I numbered them in order they are in server/client (from top to bottom).

diff is here:

cryption3 in client (line 144):
v8 = a5 ^ v14;
cryption3 in server (line 144):
v8 = a5 ^ v14 ^ 0xED;

and ofc not existing cryption4 in client.


For example PRE AOR client have only 2 protocols and this might be the reason why modern server and PRE AOR client does not understand each other.

__EDIT__

version 2.0.0 have all 3... this one might be better candidate.

__EDIT__2

no diff... but old maps are cool

 

[bobsobol]

All very odd.

I'm sure the parameters should include StartAddress, Length/End, but I'm not sure what else.

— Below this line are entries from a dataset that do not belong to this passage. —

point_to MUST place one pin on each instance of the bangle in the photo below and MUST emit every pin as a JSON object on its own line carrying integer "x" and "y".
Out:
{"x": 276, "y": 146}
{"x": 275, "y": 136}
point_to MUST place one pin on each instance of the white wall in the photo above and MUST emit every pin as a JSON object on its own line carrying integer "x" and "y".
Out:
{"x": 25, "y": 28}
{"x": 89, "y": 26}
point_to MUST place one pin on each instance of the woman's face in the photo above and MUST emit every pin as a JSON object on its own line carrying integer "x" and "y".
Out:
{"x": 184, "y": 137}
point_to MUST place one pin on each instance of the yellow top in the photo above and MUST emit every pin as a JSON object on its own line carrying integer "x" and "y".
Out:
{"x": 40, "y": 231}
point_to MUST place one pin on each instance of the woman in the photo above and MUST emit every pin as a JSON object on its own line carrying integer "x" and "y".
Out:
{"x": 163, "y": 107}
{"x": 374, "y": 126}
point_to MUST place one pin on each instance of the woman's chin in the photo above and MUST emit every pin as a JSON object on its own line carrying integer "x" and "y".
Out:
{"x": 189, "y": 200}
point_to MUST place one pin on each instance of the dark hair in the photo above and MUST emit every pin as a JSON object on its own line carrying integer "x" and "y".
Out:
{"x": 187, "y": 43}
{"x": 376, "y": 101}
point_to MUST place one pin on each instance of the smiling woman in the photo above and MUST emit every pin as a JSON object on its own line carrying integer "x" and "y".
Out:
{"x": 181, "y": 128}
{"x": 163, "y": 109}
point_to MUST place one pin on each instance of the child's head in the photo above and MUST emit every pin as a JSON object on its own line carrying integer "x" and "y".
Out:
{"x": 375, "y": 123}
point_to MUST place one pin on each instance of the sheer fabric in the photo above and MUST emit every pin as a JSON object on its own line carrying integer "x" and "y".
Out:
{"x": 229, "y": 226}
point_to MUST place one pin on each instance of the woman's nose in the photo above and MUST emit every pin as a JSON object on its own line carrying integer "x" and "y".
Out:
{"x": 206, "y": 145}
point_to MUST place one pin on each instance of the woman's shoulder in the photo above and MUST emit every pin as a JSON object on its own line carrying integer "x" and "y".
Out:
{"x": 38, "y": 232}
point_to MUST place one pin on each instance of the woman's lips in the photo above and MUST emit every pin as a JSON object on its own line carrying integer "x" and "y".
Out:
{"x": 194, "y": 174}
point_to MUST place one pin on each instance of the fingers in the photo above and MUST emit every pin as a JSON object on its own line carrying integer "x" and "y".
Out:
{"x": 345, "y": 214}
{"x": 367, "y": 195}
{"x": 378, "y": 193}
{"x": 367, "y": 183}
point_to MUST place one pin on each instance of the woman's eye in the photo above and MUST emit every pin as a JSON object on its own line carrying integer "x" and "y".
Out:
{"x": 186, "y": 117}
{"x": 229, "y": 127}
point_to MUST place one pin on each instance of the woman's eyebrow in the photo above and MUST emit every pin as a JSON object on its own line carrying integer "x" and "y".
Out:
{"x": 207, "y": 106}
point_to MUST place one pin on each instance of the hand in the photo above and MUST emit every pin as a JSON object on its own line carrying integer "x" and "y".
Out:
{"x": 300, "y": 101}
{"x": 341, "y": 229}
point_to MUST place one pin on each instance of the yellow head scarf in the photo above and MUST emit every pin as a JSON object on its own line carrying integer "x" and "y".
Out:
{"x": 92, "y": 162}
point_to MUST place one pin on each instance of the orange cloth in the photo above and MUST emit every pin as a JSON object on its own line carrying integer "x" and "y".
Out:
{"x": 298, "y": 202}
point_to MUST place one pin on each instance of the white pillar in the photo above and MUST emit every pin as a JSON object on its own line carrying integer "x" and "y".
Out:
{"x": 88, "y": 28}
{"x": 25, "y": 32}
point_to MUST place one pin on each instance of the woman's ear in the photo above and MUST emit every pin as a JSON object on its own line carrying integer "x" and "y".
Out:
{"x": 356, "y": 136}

XOR encryption and decryption is usually reversible with the same algorithm, but if there is any bit shifting, it should be reversed in the opposite order, or with pre-shifted XOR.

Anyway... I'm deffo looking into this. Is 1.98.9 the current KPT Test client? Or do you have a link you can share. I should check the x86 to have a better chance of spotting it and labelling up in other clients.

---EDIT---
Just checked... No we're up to 1.99.8 now. :$: how time flies when you're having fun.

So yea... a link to Game.exe v1.98.9 or a Diff/BinPatch against v1.99.0 or v1.98.4 (my closest version numbers) would be ace.